Protection against avian pathogenic Escherichia coli and Salmonella Kentucky exhibited in chickens given both probiotics and live Salmonella vaccine.

Commercial poultry farms are increasingly threatened by bacterial infections from avian pathogenic Escherichia coli (APEC) and broad-host Salmonella serovars. Recombinant attenuated Salmonella vaccines (RASV) elicit cross-reactive immune responses against APEC in chickens; however, assessment of broad protection is lacking. Probiotics boost chicken immunity and improve vaccination responses. The objective of this study was to determine whether the RASV, the probiotics, or their combination had protection against APEC and Salmonella. White Leghorn chicks were randomly placed into 4 groups: no treatment (CON), probiotics (PRO), RASV (VAX), or both prophylactics (P + V). Chicks in the PRO and P + V groups were fed probiotics daily, beginning at the age of 1-day-old. Chicks in the P + V and VAX groups were orally inoculated with RASV at the age of 4 D and boosted 2 wks later.

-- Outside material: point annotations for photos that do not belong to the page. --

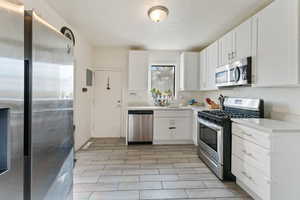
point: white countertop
(194, 108)
(269, 125)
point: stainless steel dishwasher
(140, 127)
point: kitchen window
(163, 78)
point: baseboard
(173, 142)
(248, 190)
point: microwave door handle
(210, 125)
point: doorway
(107, 104)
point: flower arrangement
(161, 98)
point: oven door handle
(210, 125)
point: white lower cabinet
(266, 163)
(195, 128)
(172, 127)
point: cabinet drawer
(172, 129)
(252, 153)
(252, 178)
(172, 113)
(255, 136)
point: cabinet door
(242, 40)
(276, 29)
(138, 70)
(195, 127)
(226, 48)
(183, 131)
(167, 130)
(189, 71)
(212, 63)
(203, 69)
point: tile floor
(109, 170)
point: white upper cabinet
(242, 40)
(189, 71)
(138, 70)
(276, 43)
(212, 64)
(202, 71)
(226, 48)
(236, 44)
(208, 65)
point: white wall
(83, 57)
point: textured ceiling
(191, 23)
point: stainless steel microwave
(237, 73)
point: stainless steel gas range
(214, 133)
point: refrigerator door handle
(5, 141)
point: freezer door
(11, 101)
(52, 113)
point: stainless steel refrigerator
(36, 108)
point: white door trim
(109, 69)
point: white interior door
(108, 101)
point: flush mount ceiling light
(158, 13)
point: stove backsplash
(280, 103)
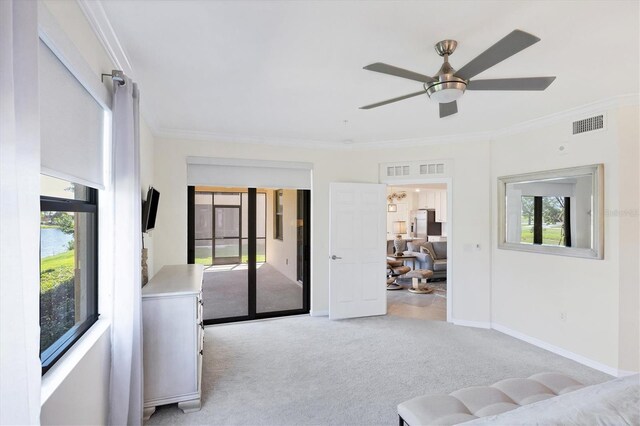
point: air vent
(588, 124)
(432, 169)
(398, 171)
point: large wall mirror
(554, 212)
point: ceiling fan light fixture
(446, 92)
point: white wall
(282, 254)
(146, 180)
(530, 291)
(471, 292)
(80, 398)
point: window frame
(53, 353)
(278, 216)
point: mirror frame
(597, 189)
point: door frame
(450, 230)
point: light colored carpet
(225, 291)
(313, 371)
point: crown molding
(631, 99)
(101, 26)
(103, 29)
(230, 138)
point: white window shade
(248, 173)
(71, 125)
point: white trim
(65, 365)
(567, 116)
(241, 162)
(101, 26)
(570, 115)
(103, 29)
(558, 350)
(467, 323)
(163, 133)
(57, 40)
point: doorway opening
(418, 264)
(254, 244)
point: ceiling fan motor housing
(448, 88)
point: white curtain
(125, 397)
(20, 214)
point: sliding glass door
(254, 244)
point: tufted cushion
(480, 401)
(420, 273)
(434, 408)
(414, 245)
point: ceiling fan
(448, 85)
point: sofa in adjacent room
(430, 255)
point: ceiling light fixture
(447, 87)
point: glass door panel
(220, 239)
(227, 234)
(277, 286)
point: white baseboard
(466, 323)
(560, 351)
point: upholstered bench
(418, 275)
(479, 401)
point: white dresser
(173, 335)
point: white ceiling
(284, 70)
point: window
(546, 220)
(68, 265)
(278, 215)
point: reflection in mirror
(555, 212)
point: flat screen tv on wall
(150, 210)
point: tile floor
(431, 306)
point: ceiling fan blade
(399, 72)
(527, 83)
(388, 101)
(448, 109)
(513, 43)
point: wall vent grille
(432, 169)
(398, 171)
(588, 124)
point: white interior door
(358, 250)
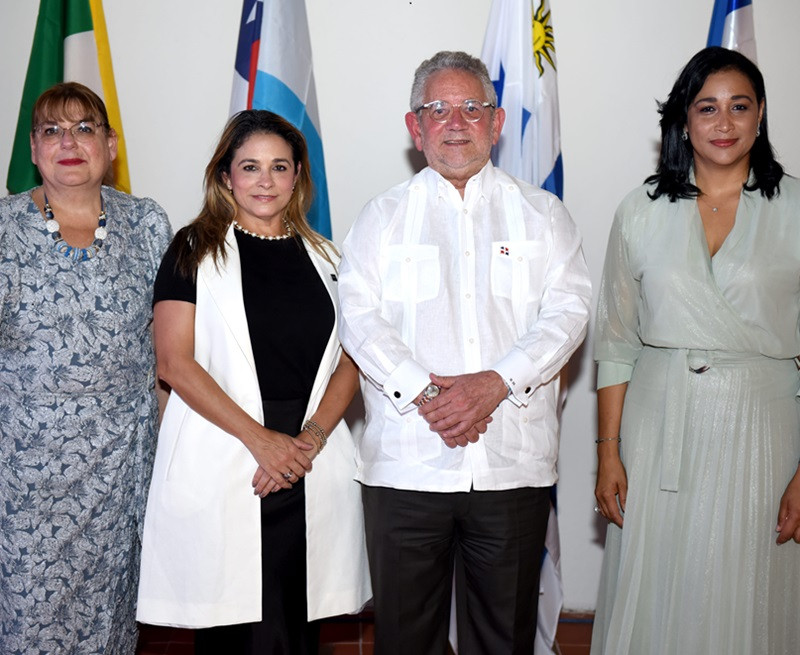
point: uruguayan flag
(732, 27)
(274, 71)
(519, 51)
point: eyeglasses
(82, 132)
(441, 110)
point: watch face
(431, 391)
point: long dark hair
(675, 161)
(205, 235)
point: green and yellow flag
(70, 44)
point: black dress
(290, 317)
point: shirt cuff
(611, 373)
(405, 383)
(515, 369)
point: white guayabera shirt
(433, 283)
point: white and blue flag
(519, 51)
(274, 71)
(732, 27)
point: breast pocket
(517, 270)
(411, 273)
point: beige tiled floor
(354, 636)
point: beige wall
(173, 61)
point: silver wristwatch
(429, 393)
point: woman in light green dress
(697, 334)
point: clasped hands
(462, 410)
(282, 460)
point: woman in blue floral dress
(77, 400)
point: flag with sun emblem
(732, 27)
(273, 70)
(519, 51)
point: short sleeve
(170, 283)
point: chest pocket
(411, 272)
(517, 270)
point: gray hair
(450, 60)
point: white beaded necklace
(265, 237)
(73, 252)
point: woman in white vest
(246, 539)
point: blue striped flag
(274, 71)
(519, 51)
(732, 27)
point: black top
(289, 311)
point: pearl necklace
(62, 247)
(265, 237)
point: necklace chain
(266, 237)
(72, 252)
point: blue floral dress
(77, 428)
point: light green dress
(710, 430)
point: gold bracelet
(314, 438)
(314, 429)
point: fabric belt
(683, 363)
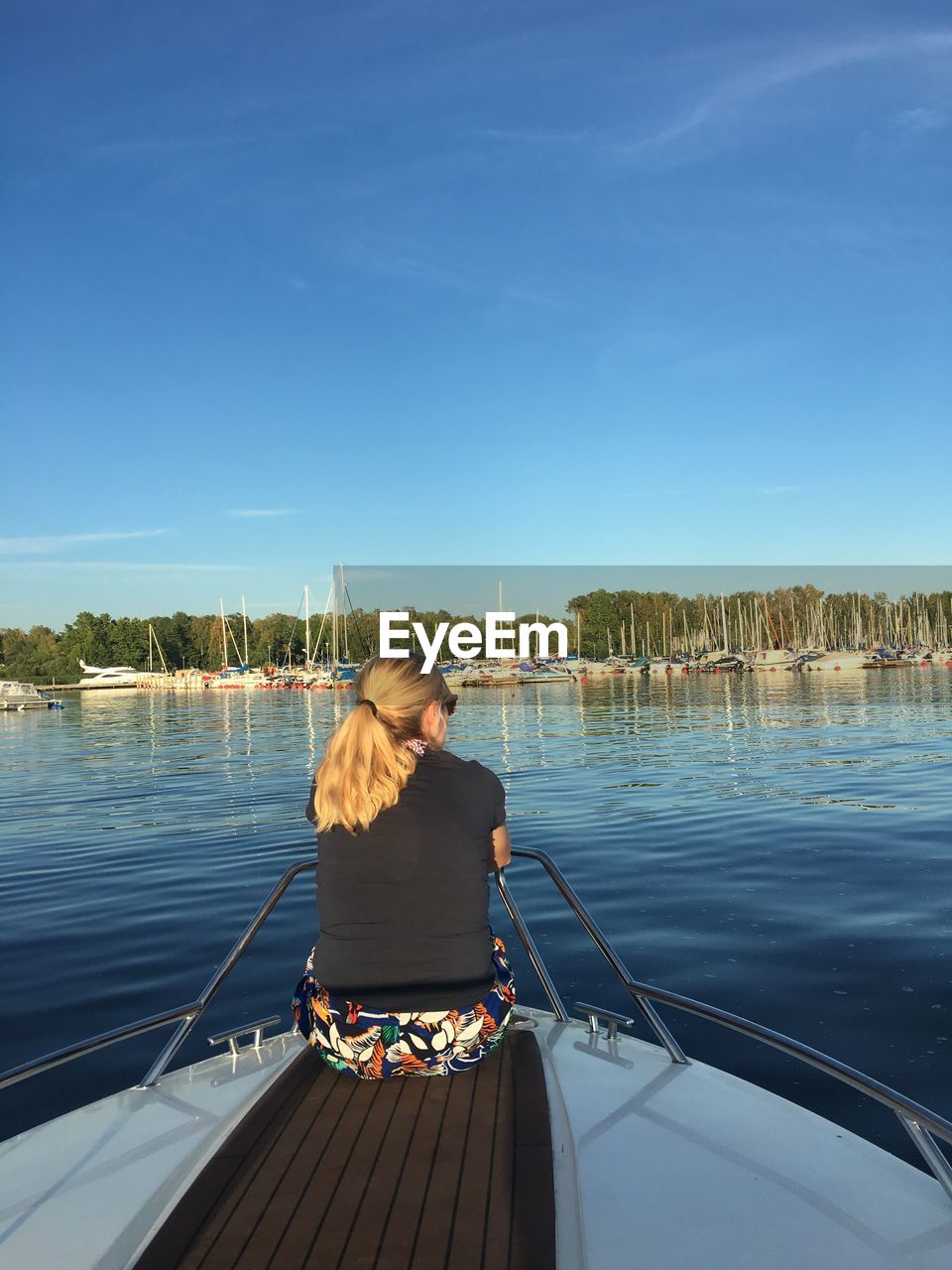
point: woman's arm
(500, 851)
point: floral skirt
(376, 1046)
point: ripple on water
(777, 844)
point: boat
(838, 662)
(608, 666)
(108, 676)
(774, 659)
(574, 1146)
(26, 697)
(535, 671)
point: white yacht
(574, 1146)
(119, 676)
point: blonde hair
(366, 765)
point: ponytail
(366, 765)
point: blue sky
(422, 282)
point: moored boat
(26, 697)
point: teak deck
(409, 1174)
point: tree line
(599, 622)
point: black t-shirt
(404, 905)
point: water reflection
(775, 843)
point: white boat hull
(690, 1167)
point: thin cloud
(45, 544)
(250, 512)
(116, 566)
(783, 71)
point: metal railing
(919, 1123)
(186, 1016)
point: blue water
(774, 844)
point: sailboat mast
(724, 624)
(307, 629)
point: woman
(407, 978)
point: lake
(775, 844)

Total and antigen-specific IgY responses to Salmonella (lipolysaccharide [LPS]) and E. coli (IroN and IutA) were measured in serum samples via ELISA. Bactericidal potential of both serum and blood against 42 APEC isolates comprising 25 serotypes was assessed in vitro. In vivo protection against APEC was evaluated by air sac challenge with APEC χ7122 (O78:K80), gross pathological lesions were scored, and bacterial loads were enumerated. In a second similar study, birds were orally challenged with S. Kentucky (CVM29188), and feces were enumerated for Salmonella at multiple time points. Vaccination elicited significant LPS-specific antibodies regardless of probiotics (P < 0.0001). Chicks in the P + V group demonstrated increased blood and serum bactericidal abilities against multiple APEC strains in vitro compared with the CON group. Following χ7122 challenge, P+V birds had less APEC in their blood (P < 0.001) and lower signs of airsacculitis (P < 0.01) and pericarditis/perihepatitis (P < 0.05) than CON birds. Finally, only P + V birds were negative for fecal Salmonella at all time points. This study shows this combination treatment may be a feasible method to reduce infection by APEC and Salmonella in chickens.